The amino acid residues of the β I domain are shown. Covered residues by mass spectrometry are shown in red. Adducted residues are shown in asterisk.

Figure 7. αIIbβ3 headpiece structure and adducted residues.

(A) The X ray crystal structure of αIIbβ3 headpiece was obtained from protein data bank (PDB; 3FCS). There are three metal binding sites in the I domain of the β subunit. Mg²⁺ in the MIDAS (this site is directly involved in ligands binding) is shown in yellow sphere, while Ca²⁺ in the SyMBS and ADMIDAS are shown in orange and light orange spheres, respectively. (B) The blowout of residues around metal binding sites from Figure 7 (A) is shown. The adducted residues of photolabeling experiments are shown in blue. Again, Mg²⁺ in the MIDAS is shown in yellow sphere, while Ca²⁺ in the SyMBS is shown in orange sphere. Both figures were created using PYMOL. (C) The structure of αIIbβ3 in the open conformation was obtained from Protein data bank (http://www.rcsb.org/pdb/home/home.do; PDB 3FCU). Residues shown as green spheres on αIIbβ3 are suggested PAC-1 binding sites by Puzon-McLaughlin et al. . This figure was created using PYMOL.

Figure 8. β3 mutants of adducted residues.

(A) PAC-1 binding to mock, αIIbβ3 wild type or mutant in 1 mM Mg²⁺/Ca²⁺ or 1 mM Mn²⁺/0.4 mM Ca²⁺. MFI; mean fluorescence intensity.
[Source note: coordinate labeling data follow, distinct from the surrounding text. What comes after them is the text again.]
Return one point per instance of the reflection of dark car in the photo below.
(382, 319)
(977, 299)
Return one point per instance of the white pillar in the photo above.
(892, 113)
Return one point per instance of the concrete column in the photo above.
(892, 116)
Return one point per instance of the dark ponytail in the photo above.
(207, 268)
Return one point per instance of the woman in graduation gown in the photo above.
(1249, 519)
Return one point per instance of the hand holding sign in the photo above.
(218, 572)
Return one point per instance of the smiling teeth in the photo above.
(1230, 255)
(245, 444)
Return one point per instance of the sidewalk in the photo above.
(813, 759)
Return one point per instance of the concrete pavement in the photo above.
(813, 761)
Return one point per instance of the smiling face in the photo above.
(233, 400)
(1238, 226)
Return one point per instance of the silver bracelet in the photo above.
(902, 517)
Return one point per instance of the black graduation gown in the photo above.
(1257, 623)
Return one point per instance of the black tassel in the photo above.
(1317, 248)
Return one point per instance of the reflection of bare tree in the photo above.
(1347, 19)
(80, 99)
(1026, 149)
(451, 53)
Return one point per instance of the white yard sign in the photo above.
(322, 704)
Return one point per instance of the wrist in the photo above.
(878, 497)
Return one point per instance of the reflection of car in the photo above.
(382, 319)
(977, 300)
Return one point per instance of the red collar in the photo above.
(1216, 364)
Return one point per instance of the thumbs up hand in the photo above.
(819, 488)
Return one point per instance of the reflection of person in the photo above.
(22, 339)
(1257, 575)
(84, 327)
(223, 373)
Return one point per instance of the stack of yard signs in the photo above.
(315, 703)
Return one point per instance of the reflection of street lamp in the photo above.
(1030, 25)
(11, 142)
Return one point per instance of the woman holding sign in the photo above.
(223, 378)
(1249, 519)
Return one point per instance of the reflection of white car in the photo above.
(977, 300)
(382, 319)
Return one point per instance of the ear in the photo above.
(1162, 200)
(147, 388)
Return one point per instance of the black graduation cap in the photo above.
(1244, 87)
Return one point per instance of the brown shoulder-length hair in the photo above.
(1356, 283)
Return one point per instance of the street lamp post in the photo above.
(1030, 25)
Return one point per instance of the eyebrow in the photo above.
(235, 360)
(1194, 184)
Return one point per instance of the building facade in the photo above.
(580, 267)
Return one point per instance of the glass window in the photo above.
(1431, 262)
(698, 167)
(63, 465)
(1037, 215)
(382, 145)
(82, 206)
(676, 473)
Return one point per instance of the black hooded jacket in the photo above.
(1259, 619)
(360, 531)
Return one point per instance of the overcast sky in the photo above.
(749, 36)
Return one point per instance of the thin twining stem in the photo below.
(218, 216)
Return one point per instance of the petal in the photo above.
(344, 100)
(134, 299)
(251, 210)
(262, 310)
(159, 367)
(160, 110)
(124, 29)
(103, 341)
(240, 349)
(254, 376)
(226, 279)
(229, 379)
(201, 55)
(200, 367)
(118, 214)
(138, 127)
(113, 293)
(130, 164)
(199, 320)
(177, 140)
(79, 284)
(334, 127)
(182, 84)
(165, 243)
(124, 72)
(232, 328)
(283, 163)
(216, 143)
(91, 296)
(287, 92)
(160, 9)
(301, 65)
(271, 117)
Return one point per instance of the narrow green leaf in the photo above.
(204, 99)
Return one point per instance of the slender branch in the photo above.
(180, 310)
One-way analysis of variance with Tukey post hoc analysis was performed to compare different groups (excluding mock group). * denotes p<0.05 versus wild type, 1 mM Mn²⁺/0.4 mM Ca²⁺ group. (B) Surface expression of mock, αIIbβ3 wild-type or mutants probed by AP3 is shown. Data is shown as mean +/− S.D. of three independent experiments. One-way analysis of variance with Tukey post hoc analysis was performed (excluding mock group). * denotes p<0.05 versus wild type.